Natural disasters are becoming more common, and the threat they pose is a serious concern for the majority of homebuyers.

In July, realtor.com surveyed over 3,000 people and found that 78 percent of them factored in the risk of natural disasters when looking for a new home to purchase. 

Of the people who said yes, 47 percent of them said they were more worried about a natural disaster now than they were five years ago.

The worry is warranted. Over the last few years, natural disasters have left homes in shambles across the country. Last October, realtor.com reported that roughly $9.4 billion worth of residential real estate was at risk in California as wildfires ripped through the parts of the state.

It’s not just California. Earlier today, Inman reported that per CoreLogic, the typical home in Wyoming is nearly three times more likely to be burned by a wildfire than the typical home in California. Other states where homes are at a greater risk of burning include Idaho, Utah, Nevada and New Mexico.

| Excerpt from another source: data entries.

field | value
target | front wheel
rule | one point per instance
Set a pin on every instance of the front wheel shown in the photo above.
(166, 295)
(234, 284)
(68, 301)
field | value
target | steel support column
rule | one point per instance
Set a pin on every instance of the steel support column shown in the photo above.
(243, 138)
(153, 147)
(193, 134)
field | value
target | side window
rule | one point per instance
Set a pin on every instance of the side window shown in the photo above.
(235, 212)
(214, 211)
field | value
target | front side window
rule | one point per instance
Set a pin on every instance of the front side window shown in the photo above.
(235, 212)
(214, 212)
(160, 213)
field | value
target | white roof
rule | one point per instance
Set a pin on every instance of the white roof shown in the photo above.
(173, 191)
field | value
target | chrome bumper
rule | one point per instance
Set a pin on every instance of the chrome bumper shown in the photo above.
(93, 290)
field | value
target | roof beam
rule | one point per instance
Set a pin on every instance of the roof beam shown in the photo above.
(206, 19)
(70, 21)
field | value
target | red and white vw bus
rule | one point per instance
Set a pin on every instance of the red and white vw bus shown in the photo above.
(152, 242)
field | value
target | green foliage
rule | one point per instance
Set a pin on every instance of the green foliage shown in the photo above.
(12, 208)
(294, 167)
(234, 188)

Though the finds are slightly skewed due to California having more homes than the other five states mentioned, the growing risk of wildfire damage is alarming. 

“Wildfire patterns that used to ebb and flow are now a more continual fire threat,” the CoreLogic’s report reads. “Long-duration dry conditions, which often result in record-setting droughts, contribute to the increasing number and intensity of fires in recent years, as seen in 2015, 2017, 2018, and 2020.”

In addition to wildfires, realtor.com’s respondents expressed concerns about tornados, severe cold or winter storms, flooding, hurricanes, earthquakes, droughts and sinkholes. 

“It’s really good to see homeowners wanting to know more about the risks of their homes. The risk is invisible,” Tom Larsen, a principal of industry solutions at real estate data firm CoreLogic, was quoted in the realtor.com report. When you purchase your home in a pretty neighborhood you may not be aware of the catastrophic dangers. “Everything has some risk. There is no risk-free home.”

Living in high-risk areas isn’t just becoming a bigger concern, it’s also becoming more expensive. 

On Oct. 1, The U.S. Federal Emergency Management Agency (FEMA) is raising flood insurance premiums for some homeowners.

Per an analysis done by QuoteWizard, 77 percent of policyholders will see a price increase while just 23 percent will see a price decrease.  

As Inman reported earlier, the Mortgage Bankers Association forecasts that in the coming years, there will be an increase in homeowners defaulting on their mortgages because damages caused by natural disasters will exceed what insurance will cover.